New York (CNN Business)There is no such thing as a "discount broker" anymore. In the span of just a few days, nearly every major online brokerage company eliminated commissions. It's now essentially free to trade.

So what will companies like Charles Schwab (SCHW), TD Ameritrade (AMTD) and E-Trade (ETFC) do now to differentiate themselves in an increasingly crowded market where price is no longer a selling point?

"In a world of equal footing, it's all about what you are offering," said Steve Quirk, TD Ameritade executive vice president of trading and education, in an interview with CNN Business.

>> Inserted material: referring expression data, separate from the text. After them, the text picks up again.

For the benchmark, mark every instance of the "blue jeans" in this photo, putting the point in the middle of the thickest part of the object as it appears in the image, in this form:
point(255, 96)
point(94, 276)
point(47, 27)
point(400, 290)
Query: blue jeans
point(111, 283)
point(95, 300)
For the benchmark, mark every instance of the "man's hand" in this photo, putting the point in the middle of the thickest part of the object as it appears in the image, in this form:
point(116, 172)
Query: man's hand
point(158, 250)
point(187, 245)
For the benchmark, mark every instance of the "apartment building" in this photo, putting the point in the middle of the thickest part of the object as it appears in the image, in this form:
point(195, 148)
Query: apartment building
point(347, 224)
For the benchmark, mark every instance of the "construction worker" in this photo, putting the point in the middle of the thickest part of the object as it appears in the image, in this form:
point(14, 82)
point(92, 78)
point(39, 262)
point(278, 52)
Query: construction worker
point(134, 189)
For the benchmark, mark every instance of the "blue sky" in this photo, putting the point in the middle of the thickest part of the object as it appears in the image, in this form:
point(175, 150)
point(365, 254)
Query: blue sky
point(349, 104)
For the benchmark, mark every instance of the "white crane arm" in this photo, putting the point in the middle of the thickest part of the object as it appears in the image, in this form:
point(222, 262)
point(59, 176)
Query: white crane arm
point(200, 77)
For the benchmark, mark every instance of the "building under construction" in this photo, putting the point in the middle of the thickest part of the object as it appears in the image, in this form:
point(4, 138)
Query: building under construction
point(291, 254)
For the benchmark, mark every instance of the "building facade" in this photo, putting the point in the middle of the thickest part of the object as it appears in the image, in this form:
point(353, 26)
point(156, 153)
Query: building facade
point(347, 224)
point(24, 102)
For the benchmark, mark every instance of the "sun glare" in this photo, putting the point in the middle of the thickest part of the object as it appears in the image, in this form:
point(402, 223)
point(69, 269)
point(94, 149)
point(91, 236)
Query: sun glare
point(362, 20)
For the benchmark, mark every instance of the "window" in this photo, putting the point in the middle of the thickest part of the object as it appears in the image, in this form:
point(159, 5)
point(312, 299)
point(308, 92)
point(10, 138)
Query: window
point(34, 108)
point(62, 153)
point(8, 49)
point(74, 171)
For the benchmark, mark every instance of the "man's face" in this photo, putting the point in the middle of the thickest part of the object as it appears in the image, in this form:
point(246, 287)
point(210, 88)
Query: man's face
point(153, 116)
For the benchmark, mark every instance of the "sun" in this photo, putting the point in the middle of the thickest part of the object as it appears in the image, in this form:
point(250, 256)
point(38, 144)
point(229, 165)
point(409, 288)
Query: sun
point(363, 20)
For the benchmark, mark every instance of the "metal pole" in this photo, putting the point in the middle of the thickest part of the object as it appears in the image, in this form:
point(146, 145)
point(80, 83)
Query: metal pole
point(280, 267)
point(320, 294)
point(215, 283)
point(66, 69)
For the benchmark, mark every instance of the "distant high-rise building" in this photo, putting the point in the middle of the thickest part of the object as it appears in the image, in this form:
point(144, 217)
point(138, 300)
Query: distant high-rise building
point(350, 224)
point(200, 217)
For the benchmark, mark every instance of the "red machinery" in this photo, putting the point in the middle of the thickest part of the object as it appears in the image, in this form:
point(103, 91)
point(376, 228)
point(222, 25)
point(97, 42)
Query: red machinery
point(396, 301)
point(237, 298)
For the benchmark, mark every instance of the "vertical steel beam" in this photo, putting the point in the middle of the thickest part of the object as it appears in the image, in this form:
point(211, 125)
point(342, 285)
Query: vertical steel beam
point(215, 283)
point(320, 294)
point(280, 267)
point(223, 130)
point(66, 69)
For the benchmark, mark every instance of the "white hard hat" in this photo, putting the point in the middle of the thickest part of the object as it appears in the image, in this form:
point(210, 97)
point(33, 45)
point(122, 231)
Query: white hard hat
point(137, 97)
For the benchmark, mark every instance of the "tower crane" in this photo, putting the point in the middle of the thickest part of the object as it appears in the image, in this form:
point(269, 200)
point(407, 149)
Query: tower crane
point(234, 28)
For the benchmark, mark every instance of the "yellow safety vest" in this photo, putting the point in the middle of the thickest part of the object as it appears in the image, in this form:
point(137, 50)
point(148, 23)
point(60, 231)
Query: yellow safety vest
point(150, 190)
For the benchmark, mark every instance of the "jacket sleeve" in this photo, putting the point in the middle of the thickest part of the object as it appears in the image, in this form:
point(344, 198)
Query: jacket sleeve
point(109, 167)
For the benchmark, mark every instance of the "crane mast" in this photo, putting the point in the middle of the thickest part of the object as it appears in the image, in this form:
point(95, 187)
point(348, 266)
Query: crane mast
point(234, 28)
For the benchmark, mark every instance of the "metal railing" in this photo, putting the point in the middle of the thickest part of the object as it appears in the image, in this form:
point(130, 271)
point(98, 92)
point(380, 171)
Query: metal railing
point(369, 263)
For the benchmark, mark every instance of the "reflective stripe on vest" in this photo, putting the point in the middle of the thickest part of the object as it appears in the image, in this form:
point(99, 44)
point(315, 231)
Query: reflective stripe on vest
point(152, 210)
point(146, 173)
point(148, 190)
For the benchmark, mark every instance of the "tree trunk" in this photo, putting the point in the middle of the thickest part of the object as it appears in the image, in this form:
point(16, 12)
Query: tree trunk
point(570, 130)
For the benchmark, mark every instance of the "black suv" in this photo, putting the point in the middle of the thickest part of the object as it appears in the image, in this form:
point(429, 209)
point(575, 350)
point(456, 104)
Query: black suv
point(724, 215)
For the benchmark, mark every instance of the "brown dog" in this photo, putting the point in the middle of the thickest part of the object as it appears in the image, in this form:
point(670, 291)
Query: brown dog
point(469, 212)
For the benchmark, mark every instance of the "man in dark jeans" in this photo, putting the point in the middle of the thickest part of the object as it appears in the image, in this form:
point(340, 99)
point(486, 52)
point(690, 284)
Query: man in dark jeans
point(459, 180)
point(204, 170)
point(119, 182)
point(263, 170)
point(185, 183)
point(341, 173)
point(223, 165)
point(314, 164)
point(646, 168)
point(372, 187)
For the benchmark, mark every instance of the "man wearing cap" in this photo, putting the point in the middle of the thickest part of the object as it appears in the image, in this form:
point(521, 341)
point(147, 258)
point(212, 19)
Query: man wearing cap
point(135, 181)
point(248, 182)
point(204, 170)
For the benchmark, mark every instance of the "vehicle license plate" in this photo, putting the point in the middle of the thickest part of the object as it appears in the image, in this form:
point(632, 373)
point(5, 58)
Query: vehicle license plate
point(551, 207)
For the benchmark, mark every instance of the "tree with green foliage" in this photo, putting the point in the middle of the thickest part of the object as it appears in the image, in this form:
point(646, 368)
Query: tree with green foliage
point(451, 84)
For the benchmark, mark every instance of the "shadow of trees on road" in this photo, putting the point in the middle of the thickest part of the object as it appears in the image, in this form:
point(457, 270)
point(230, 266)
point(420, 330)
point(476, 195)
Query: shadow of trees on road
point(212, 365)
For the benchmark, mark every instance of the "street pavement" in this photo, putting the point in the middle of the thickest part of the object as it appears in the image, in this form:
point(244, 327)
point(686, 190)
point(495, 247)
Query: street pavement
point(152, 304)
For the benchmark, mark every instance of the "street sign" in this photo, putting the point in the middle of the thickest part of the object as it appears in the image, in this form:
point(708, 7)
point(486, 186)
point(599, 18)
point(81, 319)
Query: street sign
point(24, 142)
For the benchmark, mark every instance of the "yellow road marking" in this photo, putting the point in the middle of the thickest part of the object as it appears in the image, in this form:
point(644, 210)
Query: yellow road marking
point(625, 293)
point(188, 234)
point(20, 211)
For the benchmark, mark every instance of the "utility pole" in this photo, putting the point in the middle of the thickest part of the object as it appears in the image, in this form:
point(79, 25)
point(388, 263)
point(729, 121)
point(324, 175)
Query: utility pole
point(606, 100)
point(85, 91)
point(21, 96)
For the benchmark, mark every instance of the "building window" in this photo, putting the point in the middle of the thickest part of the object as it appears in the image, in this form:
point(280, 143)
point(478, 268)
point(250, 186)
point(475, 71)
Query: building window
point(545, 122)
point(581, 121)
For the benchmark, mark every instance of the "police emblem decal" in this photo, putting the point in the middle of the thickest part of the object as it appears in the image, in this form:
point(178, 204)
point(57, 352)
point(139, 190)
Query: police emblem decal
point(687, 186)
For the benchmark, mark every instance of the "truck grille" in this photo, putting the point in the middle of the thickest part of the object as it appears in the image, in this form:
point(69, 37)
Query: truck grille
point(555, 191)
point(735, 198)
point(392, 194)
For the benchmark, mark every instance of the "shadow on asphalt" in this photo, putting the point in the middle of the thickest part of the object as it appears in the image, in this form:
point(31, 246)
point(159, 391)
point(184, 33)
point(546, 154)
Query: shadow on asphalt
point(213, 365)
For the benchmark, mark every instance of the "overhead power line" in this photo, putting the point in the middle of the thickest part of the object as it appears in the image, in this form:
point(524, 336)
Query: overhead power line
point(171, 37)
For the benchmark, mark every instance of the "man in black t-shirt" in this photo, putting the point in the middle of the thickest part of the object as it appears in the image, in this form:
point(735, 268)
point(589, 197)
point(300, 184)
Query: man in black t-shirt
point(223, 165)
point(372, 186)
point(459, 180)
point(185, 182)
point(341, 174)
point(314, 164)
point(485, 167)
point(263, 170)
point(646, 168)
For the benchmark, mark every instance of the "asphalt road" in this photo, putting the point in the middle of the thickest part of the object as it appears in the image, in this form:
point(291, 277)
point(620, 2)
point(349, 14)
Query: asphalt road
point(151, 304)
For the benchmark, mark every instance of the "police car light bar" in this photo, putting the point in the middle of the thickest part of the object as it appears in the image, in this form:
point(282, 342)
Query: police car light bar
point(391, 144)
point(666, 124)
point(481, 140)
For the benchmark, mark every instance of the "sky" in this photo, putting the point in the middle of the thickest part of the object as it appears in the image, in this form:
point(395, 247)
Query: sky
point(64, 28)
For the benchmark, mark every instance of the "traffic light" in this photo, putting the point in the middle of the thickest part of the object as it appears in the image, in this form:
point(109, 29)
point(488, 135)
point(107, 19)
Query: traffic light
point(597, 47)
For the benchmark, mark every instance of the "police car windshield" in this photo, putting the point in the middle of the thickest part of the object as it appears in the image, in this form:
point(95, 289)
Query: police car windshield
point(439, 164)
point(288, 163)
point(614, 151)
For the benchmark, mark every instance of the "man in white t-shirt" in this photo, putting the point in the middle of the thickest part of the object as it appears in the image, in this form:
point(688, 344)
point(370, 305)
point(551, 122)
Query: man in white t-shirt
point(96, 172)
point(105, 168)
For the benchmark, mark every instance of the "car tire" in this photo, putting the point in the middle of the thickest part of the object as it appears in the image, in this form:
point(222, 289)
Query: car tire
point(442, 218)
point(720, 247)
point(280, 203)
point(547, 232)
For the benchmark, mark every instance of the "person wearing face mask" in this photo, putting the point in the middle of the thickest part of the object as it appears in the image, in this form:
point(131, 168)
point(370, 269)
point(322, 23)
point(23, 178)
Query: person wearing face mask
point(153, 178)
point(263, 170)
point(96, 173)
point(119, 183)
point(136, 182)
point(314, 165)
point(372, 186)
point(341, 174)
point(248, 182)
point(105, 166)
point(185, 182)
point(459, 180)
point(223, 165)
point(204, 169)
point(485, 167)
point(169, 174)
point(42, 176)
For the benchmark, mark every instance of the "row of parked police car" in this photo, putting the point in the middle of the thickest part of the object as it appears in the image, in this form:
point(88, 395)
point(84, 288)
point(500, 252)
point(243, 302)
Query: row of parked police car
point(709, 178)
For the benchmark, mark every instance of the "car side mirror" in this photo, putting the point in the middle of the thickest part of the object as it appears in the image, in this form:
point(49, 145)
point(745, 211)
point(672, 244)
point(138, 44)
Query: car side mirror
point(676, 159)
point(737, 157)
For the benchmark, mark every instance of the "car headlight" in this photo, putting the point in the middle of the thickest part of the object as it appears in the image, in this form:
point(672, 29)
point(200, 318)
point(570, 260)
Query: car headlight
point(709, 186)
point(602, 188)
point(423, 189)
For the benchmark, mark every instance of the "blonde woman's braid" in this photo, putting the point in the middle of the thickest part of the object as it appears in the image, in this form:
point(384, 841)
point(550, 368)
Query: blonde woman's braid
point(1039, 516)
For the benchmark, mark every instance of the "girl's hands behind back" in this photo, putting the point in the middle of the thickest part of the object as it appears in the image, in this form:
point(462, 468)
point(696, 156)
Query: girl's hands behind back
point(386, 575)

Quirk said that there is more to investing than just free commissions. He argues that TD Ameritrade offers more services and advice than many of its rivals to help people who have questions about what types of stocks and ETFs to buy.

E-Trade touted its customer service and easy-to-use technology. The company recently launched a service that lets clients use Google Assistant Voice commands to check their brokerage accounts, for example.

Brokers need to tout products that go beyond zero commission trading

"Price really hasn't been a competitive differentiator for some time, and we have always believed it's about the customer experience more than anything else," said Alice Milligan, chief customer officer for E-Trade, in an e-mail to CNN Business.

Schwab was not immediately available for comment for this story.

Online brokerage business growing increasingly crowded

Competition in the industry remains brutal.

Several other companies have announced plans for brokerage services with no commissions in the past week. And many are adding their own twist to try and stand out from the pack.

Robinhood, one of the first online brokers to go to zero commissions when it launched in 2013, put out an ad this past weekend about the moves made by Schwab, TD Ameritrade and E-Trade. The tagline: Change Doesn't Happen Overnight Until it Does.

Ally Financial's (ALLY) online brokerage arm Ally Invest touted portfolios that allow risk-averse investors to hold up to 30% of their money in cash, for example.

Stocktwits, a social networking firm for traders, launched its own no-fee online brokerage offering too. Phil Pearlman, chief community officer for Stocktwits, said the company hopes to take advantage of the fact that younger traders want to share ideas. So as part of its Trade App online brokerage, users can post — or "tradecast" their history of trades.

"This is the heart of social trading. You make a trade and it's there for your followers to see. It's a trusted ledger of your trading history," Pearlman said.

Stocktwits is also offering fractional trading, which lets people invest as little as $5 to buy a small percentage of a stock instead of a full share. That can come handy in for someone that doesn't have a lot of disposable income to invest and wants to buy a piece of a company like Amazon (AMZN) or Google owner Alphabet (GOOGL), which each trade for more than $1,000 for just one share.